I had a problem like that. I pulled the gun apart, and it turns out that at some point in time, the drive pin had been damaged, which cause the nail to only eject about 1/2 was and jam in the nose. I was able to file and hammer out the damage in the drive pin and I haven't had a problem since.


----------



## Kenbo

If you are interested in reading the problem I had, the suggestions that were made and the final solution, here's the link to that thread.


----------



## cabinetman

cabinetman said:


> Is it an older gun, or one that has been used a lot?


I asked this question because If an older gun...bought used, or one that is used a lot, sooner or later will have drive pin problems like Ken's problem.

The drive pin strikes the top of the nail head over and over. What usually happens is that the edges get peened (mushroomed over), and the end of the pin gets a bit larger. This can cause the pin to hit off center, or catch more than one nail at a time.

The other problem is that the end of the pin can just get rounded, which makes the contact with the nail head less than direct and create a jam. The easy fix is to disassemble the gun, in order to access the drive pin. When disassembling any gun, or any tool for that matter, make a mental note of the sequence of disassembly, and hoard the parts that you remove. As funny as it sounds, it's the old joke about re-assembly, and having spare parts left over.
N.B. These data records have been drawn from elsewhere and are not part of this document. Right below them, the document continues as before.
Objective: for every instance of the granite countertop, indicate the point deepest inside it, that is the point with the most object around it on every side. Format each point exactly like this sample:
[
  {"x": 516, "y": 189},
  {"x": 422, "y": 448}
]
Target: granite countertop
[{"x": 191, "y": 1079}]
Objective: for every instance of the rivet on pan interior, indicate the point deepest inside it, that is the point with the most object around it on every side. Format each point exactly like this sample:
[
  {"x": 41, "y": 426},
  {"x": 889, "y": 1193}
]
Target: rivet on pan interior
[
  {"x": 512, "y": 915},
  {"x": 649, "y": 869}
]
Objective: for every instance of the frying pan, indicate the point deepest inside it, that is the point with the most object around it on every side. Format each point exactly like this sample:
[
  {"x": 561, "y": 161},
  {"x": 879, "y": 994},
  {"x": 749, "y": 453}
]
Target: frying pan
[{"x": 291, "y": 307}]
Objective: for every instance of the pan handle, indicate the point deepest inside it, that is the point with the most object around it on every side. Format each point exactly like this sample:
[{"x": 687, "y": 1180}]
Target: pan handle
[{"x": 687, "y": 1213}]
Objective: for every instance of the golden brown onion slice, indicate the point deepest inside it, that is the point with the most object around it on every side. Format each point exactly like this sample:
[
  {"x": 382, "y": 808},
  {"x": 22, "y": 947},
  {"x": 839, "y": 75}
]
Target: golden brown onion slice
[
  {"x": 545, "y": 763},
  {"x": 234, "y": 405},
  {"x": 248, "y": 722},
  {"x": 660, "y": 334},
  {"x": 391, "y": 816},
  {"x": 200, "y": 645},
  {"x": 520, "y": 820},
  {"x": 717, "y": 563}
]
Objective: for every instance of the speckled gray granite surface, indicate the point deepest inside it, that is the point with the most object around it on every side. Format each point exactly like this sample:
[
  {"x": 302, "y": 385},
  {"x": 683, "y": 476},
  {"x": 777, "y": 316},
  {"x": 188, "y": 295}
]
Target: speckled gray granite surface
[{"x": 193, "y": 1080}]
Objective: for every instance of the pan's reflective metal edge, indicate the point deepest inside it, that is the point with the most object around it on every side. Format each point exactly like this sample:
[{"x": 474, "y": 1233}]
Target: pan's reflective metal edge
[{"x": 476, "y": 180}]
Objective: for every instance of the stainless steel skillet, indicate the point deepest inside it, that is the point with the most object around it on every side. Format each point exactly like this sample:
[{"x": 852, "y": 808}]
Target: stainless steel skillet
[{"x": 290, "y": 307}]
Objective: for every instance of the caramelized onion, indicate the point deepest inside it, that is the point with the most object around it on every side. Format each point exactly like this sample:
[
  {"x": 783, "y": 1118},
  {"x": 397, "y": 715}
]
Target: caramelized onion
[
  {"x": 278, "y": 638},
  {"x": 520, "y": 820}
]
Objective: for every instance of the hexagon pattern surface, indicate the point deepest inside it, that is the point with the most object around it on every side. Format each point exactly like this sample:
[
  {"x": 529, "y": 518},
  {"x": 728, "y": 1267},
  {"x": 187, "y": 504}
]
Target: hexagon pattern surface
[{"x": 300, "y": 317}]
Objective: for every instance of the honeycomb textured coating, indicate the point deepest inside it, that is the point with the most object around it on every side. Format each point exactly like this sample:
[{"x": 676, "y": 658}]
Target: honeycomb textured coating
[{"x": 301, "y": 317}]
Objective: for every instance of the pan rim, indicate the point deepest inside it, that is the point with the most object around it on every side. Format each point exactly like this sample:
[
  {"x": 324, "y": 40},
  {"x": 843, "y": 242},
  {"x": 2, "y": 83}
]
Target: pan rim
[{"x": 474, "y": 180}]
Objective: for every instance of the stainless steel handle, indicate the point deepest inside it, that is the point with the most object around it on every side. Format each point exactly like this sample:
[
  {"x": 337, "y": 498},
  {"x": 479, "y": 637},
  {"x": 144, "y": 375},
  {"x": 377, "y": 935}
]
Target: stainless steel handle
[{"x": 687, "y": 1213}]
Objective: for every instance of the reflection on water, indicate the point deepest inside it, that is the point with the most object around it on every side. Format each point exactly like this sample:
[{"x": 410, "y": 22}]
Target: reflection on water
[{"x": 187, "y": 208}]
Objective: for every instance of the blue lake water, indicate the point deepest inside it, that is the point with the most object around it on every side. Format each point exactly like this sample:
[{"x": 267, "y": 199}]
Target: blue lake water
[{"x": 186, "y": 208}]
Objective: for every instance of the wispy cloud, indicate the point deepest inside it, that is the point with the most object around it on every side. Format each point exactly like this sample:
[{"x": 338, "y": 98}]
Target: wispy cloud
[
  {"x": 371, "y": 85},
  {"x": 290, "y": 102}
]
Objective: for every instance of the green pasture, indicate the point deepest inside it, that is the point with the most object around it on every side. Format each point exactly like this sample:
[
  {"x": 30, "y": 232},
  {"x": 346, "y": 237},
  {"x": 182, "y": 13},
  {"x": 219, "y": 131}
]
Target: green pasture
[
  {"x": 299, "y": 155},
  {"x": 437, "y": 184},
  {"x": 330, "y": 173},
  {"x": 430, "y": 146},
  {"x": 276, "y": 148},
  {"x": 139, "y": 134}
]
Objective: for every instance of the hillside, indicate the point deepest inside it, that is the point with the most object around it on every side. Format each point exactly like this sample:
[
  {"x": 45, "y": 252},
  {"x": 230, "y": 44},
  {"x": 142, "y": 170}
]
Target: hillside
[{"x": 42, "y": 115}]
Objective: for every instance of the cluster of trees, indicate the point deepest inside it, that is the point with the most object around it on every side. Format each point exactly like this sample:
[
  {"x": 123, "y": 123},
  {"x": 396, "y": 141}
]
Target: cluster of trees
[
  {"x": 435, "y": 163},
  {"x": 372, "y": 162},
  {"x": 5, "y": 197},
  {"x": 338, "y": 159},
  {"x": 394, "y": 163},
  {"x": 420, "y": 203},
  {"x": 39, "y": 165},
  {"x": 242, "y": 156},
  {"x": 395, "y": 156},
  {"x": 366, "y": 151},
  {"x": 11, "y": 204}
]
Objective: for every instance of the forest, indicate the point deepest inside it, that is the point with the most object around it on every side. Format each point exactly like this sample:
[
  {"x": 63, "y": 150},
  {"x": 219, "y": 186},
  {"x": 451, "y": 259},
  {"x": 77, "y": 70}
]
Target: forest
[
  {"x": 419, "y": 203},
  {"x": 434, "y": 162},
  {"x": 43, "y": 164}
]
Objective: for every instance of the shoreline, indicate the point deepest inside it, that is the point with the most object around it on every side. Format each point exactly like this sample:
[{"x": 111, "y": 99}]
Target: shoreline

Use a metal file and flatten out the four sides of the pin. This can be just a swipe or two, as the sides may not be all that bad. You don't want to reduce the size of the end of the pin if you can help it. The very end of the pin may be just rounded, but has to be filed flat, and this is where you dress it carefully for flat. The flat end is what gives a good striking surface.

I haven't found much difference in brand of nails, and of the several brands I have bought never found ones that wouldn't work. I guess it could be possible that some brands may have a minute head difference. With the quantities of strips of nails produced it's entirely possible that there could be defective nails (or one nail among many) in the group causing a jam or misfire. I wouldn't attribute that possibility to brand, but to mass production.

As for air pressure, check the directions for your gun. Most of mine like 90 PSI. If you are adjusting the air pressure down to regulate the depth in seating of the nail, that may cause an incomplete firing. On the other side of the pressure issue...too much pressure can blow out seals and o-rings. 

I've used HF's nails and staples and IMO are as good as the leading brands. So, I wouldn't label them as cheap, just less expensive.












 







.


----------



## rrich

I have a nail gun that did that also. My solution was three drops air tool of oil before every use.


----------



## cabinetman

rrich said:


> I have a nail gun that did that also. My solution was three drops air tool of oil before every use.


Oiling requirements are usually detailed in the manual for the gun. To oil before every use, sounds like you could be oiling 25 times a day. Oiling once a day (the day you are working) seems to take care of normal gun operation (or as needed if heavy use). I think if lack of oiling was the problem, that seals and 'O' rings would go first. Air leaks and lack of pressure would be the problem.












 









.​


----------



## rrich

Mike,
It's a PC 16 gauge finishing nail gun. It was jamming. (PC Nails) Three drops of oil before each use in the air inlet.

What can I say? Oil = No jams. Nothing else was changed. And each use is when I take it out of the case and before connecting to the air hose. When I was installing crown molding, it was oil once in the morning and once in the afternoon.


----------